The collapse of civilizations was a thing of interest in modern times; Edward Gibbons The Decline and Fall of The Roman Empire was a book more acknowledged than read in recent times and even in that, was incomplete – archaeology continued to fill in many holes that were not evident in a world that in many ways predated modern archaeology. Likely most of that modern interest was “How can we help that not happen to us?” rather than a deeper interest in the nature of the collapse of civilizations.
But that, I sighed to myself, was not Young Xerxes’ question. The danger of asking questions of the old, Lucilius, is that they always seek to give all the background up front instead of answering the question at hand first.
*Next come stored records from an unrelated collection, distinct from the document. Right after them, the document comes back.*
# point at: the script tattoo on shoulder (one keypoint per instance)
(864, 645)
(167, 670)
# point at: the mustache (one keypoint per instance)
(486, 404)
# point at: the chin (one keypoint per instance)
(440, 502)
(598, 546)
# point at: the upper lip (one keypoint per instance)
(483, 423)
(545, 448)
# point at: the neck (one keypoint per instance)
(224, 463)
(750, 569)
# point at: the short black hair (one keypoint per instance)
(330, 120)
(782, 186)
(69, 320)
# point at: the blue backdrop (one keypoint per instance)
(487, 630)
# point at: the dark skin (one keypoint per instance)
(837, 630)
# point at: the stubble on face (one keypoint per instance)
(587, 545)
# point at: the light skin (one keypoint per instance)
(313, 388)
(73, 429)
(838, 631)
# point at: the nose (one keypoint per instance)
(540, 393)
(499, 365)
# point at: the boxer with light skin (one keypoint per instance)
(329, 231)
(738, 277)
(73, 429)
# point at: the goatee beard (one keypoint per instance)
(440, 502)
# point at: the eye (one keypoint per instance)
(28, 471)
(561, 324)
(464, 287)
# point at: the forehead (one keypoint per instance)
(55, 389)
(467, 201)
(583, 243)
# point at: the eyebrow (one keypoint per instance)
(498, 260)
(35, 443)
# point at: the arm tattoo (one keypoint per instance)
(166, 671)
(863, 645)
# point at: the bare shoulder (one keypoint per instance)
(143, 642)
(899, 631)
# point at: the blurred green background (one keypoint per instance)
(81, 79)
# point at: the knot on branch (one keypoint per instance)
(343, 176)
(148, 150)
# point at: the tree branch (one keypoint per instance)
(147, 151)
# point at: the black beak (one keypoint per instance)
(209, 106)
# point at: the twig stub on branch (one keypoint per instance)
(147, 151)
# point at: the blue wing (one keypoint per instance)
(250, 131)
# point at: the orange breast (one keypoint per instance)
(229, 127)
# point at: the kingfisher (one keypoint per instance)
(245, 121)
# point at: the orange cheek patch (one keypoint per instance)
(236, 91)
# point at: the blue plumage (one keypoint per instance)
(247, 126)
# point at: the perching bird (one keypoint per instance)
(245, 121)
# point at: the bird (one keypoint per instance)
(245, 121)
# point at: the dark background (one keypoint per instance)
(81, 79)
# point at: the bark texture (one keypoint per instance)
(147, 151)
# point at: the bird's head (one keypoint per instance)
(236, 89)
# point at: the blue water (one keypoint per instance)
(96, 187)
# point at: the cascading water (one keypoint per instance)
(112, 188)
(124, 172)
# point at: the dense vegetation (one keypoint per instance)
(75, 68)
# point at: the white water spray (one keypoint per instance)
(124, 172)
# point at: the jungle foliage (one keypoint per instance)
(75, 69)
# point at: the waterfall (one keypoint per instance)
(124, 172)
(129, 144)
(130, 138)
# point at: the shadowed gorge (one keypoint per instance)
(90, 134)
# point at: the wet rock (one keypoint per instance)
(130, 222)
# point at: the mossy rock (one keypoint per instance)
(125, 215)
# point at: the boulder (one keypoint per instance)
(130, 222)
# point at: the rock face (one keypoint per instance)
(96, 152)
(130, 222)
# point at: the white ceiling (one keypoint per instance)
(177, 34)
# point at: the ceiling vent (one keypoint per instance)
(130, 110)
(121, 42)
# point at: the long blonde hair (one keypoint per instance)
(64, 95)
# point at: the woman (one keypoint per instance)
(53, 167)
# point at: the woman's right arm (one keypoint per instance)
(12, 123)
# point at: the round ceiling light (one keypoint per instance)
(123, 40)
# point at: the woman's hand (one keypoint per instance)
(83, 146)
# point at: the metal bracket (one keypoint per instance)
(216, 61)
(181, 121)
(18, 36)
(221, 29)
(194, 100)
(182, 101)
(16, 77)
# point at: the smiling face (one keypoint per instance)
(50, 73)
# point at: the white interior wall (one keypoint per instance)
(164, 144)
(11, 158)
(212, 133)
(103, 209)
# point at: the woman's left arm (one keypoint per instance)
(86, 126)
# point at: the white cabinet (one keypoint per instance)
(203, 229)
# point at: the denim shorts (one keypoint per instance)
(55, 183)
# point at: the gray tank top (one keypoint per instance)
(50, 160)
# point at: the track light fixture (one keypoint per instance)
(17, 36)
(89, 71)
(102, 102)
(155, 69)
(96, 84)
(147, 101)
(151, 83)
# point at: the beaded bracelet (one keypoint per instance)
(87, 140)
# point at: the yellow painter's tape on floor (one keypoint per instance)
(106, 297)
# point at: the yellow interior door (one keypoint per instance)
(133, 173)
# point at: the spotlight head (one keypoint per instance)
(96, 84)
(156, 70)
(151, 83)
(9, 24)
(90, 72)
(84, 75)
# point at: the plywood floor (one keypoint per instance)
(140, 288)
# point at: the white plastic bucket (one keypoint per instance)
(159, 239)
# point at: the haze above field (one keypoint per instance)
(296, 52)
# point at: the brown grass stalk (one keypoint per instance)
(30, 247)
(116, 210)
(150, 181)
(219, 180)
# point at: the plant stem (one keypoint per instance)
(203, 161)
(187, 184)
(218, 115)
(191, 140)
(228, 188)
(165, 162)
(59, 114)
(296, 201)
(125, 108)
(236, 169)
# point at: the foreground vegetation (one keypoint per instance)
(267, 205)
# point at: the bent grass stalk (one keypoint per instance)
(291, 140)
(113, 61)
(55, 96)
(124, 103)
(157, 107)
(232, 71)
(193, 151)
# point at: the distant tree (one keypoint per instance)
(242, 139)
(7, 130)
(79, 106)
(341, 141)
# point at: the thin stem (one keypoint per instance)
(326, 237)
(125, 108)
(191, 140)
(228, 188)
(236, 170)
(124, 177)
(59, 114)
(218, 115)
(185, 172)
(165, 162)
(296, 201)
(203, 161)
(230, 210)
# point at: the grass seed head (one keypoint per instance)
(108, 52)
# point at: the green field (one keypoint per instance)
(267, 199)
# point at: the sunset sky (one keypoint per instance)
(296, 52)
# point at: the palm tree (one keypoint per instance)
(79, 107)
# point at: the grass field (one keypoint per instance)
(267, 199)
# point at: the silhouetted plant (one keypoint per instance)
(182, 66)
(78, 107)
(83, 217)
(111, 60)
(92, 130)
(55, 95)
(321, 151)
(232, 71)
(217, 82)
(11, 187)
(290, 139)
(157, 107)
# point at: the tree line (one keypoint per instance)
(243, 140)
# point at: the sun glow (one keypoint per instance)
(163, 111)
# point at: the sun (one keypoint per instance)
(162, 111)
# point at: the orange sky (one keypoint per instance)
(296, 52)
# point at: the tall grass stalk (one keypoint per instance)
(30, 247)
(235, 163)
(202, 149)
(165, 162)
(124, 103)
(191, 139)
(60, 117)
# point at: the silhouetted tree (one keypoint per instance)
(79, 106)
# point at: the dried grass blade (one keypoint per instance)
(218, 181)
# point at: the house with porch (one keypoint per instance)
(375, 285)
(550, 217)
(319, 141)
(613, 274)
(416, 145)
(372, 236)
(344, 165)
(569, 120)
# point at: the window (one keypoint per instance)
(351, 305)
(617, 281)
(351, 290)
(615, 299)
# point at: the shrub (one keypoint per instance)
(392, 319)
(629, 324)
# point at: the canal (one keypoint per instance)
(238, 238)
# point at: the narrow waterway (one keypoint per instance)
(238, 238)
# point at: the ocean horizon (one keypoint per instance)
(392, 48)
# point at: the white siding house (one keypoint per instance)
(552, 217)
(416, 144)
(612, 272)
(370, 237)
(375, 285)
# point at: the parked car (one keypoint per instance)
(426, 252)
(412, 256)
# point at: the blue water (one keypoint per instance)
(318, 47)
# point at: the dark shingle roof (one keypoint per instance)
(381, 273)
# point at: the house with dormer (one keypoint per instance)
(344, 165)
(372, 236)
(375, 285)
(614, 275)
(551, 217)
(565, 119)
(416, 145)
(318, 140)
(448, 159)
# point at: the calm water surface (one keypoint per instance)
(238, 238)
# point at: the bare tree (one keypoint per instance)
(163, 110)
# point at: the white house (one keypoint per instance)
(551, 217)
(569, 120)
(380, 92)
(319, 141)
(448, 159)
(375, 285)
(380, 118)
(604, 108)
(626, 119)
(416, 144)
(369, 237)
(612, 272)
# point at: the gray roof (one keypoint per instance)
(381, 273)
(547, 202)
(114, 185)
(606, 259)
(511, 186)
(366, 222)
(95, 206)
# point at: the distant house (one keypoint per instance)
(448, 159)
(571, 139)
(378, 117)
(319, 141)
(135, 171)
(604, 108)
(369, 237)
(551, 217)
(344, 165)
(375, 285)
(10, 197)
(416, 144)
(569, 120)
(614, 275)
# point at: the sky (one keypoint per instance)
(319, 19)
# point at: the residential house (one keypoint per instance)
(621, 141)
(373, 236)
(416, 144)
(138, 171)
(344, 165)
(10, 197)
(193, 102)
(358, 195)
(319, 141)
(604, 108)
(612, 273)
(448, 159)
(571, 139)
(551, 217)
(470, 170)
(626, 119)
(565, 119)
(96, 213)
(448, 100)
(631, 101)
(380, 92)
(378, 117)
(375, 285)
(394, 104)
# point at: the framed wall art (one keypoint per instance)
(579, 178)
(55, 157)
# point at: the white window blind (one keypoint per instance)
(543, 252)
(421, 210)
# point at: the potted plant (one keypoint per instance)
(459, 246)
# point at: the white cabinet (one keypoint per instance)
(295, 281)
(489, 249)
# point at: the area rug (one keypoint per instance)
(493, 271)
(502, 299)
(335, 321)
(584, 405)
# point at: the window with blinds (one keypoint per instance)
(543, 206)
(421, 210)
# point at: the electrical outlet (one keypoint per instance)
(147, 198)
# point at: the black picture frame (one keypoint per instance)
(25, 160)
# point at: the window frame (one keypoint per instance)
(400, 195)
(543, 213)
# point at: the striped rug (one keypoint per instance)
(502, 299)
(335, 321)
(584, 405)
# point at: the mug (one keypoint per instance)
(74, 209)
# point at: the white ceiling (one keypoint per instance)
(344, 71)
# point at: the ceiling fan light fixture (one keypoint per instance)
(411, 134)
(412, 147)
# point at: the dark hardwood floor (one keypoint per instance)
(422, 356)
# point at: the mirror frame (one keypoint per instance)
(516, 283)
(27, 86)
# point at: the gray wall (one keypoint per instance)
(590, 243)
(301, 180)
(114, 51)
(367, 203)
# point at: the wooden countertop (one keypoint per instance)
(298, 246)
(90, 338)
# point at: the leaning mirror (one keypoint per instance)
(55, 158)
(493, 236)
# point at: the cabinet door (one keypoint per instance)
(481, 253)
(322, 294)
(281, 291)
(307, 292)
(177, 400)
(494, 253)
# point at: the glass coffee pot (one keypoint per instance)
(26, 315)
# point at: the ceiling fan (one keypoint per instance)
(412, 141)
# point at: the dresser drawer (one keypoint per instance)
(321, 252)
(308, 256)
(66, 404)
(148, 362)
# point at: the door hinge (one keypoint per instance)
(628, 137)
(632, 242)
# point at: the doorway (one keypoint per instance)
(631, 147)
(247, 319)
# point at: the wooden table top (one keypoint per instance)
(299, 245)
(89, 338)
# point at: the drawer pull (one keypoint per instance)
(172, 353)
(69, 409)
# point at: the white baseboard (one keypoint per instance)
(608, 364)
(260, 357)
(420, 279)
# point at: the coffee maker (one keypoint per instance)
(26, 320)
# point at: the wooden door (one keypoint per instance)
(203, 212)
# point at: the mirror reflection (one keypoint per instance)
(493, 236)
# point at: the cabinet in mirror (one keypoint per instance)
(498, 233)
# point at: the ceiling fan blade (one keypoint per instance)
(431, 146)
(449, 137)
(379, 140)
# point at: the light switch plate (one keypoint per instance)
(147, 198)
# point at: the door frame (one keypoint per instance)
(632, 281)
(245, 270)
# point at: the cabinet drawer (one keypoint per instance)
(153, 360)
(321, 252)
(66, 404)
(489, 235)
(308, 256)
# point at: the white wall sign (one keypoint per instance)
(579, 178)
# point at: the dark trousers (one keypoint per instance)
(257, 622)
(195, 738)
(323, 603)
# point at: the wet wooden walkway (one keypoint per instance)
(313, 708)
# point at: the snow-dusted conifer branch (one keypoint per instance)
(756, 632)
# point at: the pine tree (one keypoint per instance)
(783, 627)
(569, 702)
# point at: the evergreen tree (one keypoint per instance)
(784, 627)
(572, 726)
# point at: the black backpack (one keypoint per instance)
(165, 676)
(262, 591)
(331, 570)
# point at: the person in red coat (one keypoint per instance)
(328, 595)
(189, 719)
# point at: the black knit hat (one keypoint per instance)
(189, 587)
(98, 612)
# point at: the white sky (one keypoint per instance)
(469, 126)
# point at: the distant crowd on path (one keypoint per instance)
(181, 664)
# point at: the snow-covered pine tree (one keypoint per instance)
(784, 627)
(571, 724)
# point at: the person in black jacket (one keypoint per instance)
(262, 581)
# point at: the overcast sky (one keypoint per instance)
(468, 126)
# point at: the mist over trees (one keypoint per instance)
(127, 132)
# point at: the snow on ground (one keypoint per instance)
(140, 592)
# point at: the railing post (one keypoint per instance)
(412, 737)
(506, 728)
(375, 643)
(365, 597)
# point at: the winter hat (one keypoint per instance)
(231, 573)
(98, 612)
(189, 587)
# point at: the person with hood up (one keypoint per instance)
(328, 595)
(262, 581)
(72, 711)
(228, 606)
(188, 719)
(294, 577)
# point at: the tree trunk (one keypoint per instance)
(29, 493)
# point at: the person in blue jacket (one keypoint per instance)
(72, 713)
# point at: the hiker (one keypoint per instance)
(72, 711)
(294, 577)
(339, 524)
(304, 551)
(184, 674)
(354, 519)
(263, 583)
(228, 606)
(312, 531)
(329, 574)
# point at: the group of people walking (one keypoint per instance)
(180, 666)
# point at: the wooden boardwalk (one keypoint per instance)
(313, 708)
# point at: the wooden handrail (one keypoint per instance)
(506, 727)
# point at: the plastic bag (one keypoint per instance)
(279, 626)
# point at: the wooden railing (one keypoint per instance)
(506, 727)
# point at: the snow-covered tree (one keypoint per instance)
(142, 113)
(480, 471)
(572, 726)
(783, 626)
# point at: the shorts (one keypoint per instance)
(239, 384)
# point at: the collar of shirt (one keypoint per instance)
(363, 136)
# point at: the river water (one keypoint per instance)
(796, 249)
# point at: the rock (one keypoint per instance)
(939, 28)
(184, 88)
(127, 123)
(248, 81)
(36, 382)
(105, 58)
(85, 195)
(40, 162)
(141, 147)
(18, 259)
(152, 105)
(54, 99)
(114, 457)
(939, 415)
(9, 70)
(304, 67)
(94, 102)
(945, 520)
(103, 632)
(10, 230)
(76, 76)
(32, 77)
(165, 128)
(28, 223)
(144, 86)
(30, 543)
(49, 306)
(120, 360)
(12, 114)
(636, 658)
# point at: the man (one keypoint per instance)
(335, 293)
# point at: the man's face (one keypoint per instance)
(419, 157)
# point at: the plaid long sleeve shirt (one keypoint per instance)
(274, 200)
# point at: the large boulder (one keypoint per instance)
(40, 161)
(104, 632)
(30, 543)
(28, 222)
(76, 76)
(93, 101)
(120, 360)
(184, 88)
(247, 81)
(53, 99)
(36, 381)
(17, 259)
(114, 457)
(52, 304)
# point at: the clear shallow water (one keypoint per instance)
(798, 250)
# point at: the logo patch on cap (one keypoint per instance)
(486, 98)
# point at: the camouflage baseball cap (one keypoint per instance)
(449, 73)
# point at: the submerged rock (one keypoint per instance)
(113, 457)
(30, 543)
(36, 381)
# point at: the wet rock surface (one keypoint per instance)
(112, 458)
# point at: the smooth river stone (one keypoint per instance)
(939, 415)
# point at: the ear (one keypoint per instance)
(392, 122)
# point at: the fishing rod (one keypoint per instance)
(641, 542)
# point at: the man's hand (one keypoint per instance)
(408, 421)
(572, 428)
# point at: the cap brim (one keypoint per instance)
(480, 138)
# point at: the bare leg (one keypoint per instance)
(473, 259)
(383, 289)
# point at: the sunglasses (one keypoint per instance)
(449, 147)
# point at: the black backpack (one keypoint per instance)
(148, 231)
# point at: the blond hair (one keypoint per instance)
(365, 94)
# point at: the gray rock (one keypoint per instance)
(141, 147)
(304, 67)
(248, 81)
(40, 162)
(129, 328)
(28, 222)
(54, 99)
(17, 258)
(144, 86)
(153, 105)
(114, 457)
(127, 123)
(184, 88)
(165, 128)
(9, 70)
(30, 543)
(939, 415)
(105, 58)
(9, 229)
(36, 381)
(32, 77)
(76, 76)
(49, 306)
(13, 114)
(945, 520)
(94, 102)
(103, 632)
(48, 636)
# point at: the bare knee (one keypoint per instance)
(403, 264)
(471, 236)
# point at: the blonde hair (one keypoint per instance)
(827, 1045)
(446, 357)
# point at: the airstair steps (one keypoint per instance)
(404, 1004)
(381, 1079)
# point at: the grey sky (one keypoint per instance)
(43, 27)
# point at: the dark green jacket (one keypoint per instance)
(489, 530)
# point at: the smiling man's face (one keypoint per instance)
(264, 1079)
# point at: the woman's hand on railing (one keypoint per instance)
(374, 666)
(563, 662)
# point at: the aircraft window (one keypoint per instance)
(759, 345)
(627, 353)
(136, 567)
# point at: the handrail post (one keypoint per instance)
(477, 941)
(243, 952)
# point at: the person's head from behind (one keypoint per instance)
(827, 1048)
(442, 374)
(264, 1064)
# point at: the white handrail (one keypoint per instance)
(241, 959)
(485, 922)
Are we done, I responded. Done as in a civilization, or done as in us? The two are not quite the same, although I can understand why people would confuse the issues.
Civilizations, I pointed out, are vast things, built on a multitude of small traditions and habits and large systems and practices. They gain a certain inertia over time that is hard to bring to an immediate halt. And there are individuals and organizations that have a vested interest in ensuring civilizations continue, even if they are detrimental to some or many of their inhabitants.
A civilization is also something of the mind, as suggested by Alasdair MacIntyre in After Virtue, that when people stopped identifying with and trying to build the moral community of Rome and turned instead to building other models of civility and morality, Rome final died – not as a concept, but as a viable civilization. Up to the end of the 6th Century there were still those who called themselves “Roman”; after that, one hears of the idea of Rome but not its practice.
When do civilizations end? When people stop believing in them.
When the underpinnings are no longer taken as fact, when people no longer see themselves as members of that civilization, when the things that made that civilization unique are no longer regarded as worthy of fighting for or maintaining – this is when civilizations die.
We continued walking in silence, icy snow crunching in sync with the shloop of mud and splash of puddles. Finally he asked me if I still believed.
I sighed and let the silence speak for both of us.